Top 5 crimes que chocaram o Brasil em 2011


1. O massacre de Realengo
Wellington Menezes de Oliveira no vídeo no qual ele fala sobre os motivos que o levaram a matar 12 crianças em uma escola do Rio de Janeiro

Wellington Menezes de Oliveira, de 24 anos, entrou sem ser importunado na escola municipal Tasso da Silveira, na manhã do dia 7 de abril. Ex-aluno da escola, que fica em Realengo, zona Oeste do Rio de Janeiro, ele disse que ia buscar uma cópia de seu histórico escolar. Armado com dois revólveres, ele entrou numa sala de aula e disparou contra a turma, matando doze crianças entre 12 e 14 anos. Ele foi atingido na perna pelo disparo de um policial e, segundo a polícia, em seguida cometeu suicídio.

Em quatro vídeos apreendidos pela polícia, Wellington discorre de forma confusa sobre suas convicções religiosas, fala em "irmãos", e dá todas as pistas de seu plano macabro. O crime, sem precedente no Brasil, teve ampla repercussão internacional. O assassino deixou uma carta com instruções detalhadas para seu sepultamento. Foi enterrado em cova rasa, depois de esgotado o prazo do Instituto Médico-Legal para que alguém reclamasse seu corpo.

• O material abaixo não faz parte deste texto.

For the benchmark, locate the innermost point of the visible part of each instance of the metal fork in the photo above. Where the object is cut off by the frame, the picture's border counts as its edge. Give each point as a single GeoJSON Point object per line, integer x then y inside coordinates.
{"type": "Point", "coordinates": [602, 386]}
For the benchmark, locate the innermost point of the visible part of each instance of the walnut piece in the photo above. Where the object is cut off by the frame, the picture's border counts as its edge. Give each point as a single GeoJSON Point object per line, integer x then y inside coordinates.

2. Tragédia em São Caetano


A professora Rosileide de Oliveira é socorrida, depois dos tiros que levou de D.M.N.
O menino D.M.N., de 10 anos, era um aluno regular na Escola Municipal Professora Alcina Dantas Feijão, em São Caetano do Sul, no ABC. Em seus trabalhos escolares, expressava sonhos e planos que poderiam ser de qualquer outra criança. “Eu acho que até 2017 vou ter aprendido várias coisas. Eu quero aprender cada vez mais", escreveu, em texto a que o site de VEJA teve acesso. Em 22 de setembro, durante uma aula de Língua Portuguesa, o menino atirou contra a professora Rosileide Queirós de Oliveira e, em seguida, se matou ao disparar contra a própria cabeça. O revólver calibre 38 utilizado por D.M.N. pertencia a seu pai, o guarda civil Milton Nogueira. A professora sobreviveu. A delegada Lucy Mastellini Fernandes, que investigou o caso, declarou: "Não acredito que a gente vá chegar a alguma conclusão segura. A única pessoa que poderia dar 100% de certeza sobre o que aconteceu não está mais entre nós.”

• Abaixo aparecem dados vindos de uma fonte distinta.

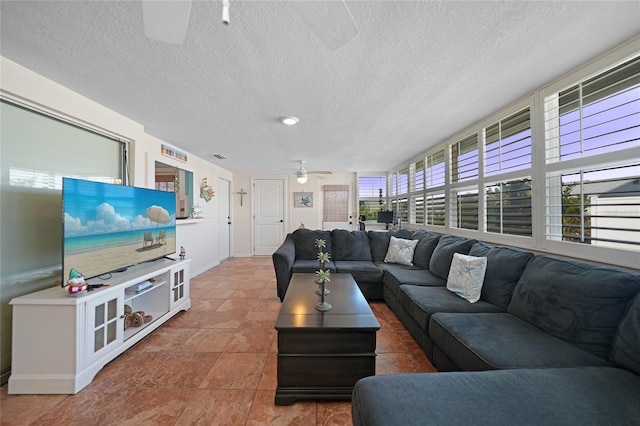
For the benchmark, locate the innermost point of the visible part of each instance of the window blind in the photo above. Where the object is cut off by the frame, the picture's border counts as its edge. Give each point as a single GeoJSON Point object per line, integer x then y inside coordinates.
{"type": "Point", "coordinates": [464, 159]}
{"type": "Point", "coordinates": [508, 144]}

3. O assassinato da juíza Patrícia Acioli
A juíza Patrícia Acioli em foto de álbum de família: morta com 21 tiros ao chegar em casa

A juíza Patrícia Acioli, da 4ª Vara Criminal de São Gonçalo (RJ), era conhecida por seu combate ao envolvimento de policiais com o crime. No final da noite de 11 de agosto, Patrícia foi morta, com 21 tiros, quando chegava ao condomínio onde morava, no Timbau, em Niterói (RJ). A decisão de matá-la havia sido tomada muito antes. Policiais do 7º Batalhão da Polícia Militar (São Gonçalo) se sentiam ameaçados pela investigação de 70 autos de resistência. No dia do crime, três PMs souberam que Patrícia decretaria a prisão preventiva deles. E decidiram colocar o plano em prática.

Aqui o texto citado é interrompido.